Estamos a punto de concluir marzo del 2015 y las palabras de Buganza aún no se convierten en realidad en ningún sentido:

}

  • No hay justicia porque a la fecha no se ha detenido a un solo responsable del encarecimiento –sin fundamento explicado públicamente- de una obra que sin operar ha costado más del doble al erario veracruzano y podría llegarse al triple.
  • No hay transparencia porque no hay una comparecencia ante el pueblo veracruzano en la que se detallen los motivos sobre el gasto excesivo y el tiempo –casi once años- aplicado en un proyecto originalmente planeado para sólo 36 meses.
  • No hay eficacia porque la obra no arranca y no sabemos cuánto dinero se deberá añadir a los casi 5 mil millones de pesos ya gastados además de que nada garantiza que la canalización de más recursos se traduzca en la conclusión del Túnel y en el beneficio social y económico para el que fue proyectado.

La próxima semana arrancan las campañas electorales y, como hemos dicho, este asunto sí ocupa a nuestra clase política que suele poner todo su empeño, recursos y talento en dichos menesteres.

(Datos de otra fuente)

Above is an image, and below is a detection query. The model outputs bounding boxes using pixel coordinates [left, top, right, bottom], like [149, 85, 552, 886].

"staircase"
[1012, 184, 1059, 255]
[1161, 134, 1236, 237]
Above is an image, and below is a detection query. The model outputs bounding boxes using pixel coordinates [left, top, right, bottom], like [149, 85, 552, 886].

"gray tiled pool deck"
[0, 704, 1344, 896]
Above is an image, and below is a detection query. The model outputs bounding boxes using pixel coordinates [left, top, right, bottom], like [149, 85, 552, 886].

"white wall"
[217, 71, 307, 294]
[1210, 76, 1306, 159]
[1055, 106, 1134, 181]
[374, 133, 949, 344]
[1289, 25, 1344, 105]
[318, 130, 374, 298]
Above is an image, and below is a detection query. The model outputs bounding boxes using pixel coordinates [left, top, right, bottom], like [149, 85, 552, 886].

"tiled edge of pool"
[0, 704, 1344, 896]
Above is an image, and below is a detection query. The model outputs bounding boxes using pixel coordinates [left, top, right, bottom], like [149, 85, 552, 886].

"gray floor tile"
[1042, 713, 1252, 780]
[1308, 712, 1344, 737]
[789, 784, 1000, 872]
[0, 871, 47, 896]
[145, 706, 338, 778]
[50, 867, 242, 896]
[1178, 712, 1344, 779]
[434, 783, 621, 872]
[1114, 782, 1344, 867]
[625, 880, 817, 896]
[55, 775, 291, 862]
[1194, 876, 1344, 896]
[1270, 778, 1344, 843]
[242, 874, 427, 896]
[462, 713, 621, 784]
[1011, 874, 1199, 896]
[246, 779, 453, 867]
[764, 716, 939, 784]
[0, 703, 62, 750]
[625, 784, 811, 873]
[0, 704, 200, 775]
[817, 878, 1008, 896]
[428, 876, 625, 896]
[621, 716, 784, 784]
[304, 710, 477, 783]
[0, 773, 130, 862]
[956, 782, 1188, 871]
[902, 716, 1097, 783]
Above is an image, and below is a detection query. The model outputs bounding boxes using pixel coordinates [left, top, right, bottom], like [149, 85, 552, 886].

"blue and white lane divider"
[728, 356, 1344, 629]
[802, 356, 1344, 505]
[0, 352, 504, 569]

Llegarán las gorras  y las playeras; junto a la labia se sumarán selfies y saludos de candidatos y candidatas cargando niños, abrazando viejitas, bailando con hombres y mujeres de risa fácil en un encuentro tan fugaz como patético del poder y la pobreza que por unos cuantos días abandona su anonimato y se convierte en alguien, en persona de carne y huevo, en gaviota, en pelícano traicionados por todos incluyendo a sí mismos; pero sobre todo se convierten en votos.

 

(4)

¿Y el Túnel?

Difícil saberlo.

La Ley Electoral permite la continuidad de obras pero cancela el anuncio de éstas.

Si el Túnel se arranca entre abril y mayo sólo veremos a gente trabajando pero no tendremos datos concretos sobre el fondo financiero, político, administrativo, de planificación que les mueva.

Si concluida la elección el Túnel no ha arrancado podríamos escuchar el pretexto de que los comicios pararon -esta vez- la obra que en unos meses entraría en su doceavo año de vida inerme, inútil, vergonzosamente detenida.

 

(5)

Ojalá el sexenio de Javier Duarte no concluya sin antes haber inaugurado el Túnel Sumergido de Coatzacoalcos.

Sería muy doloroso tener que preguntar a las aves -que pueblan el río Coatzacoalcos- su opinión al respecto.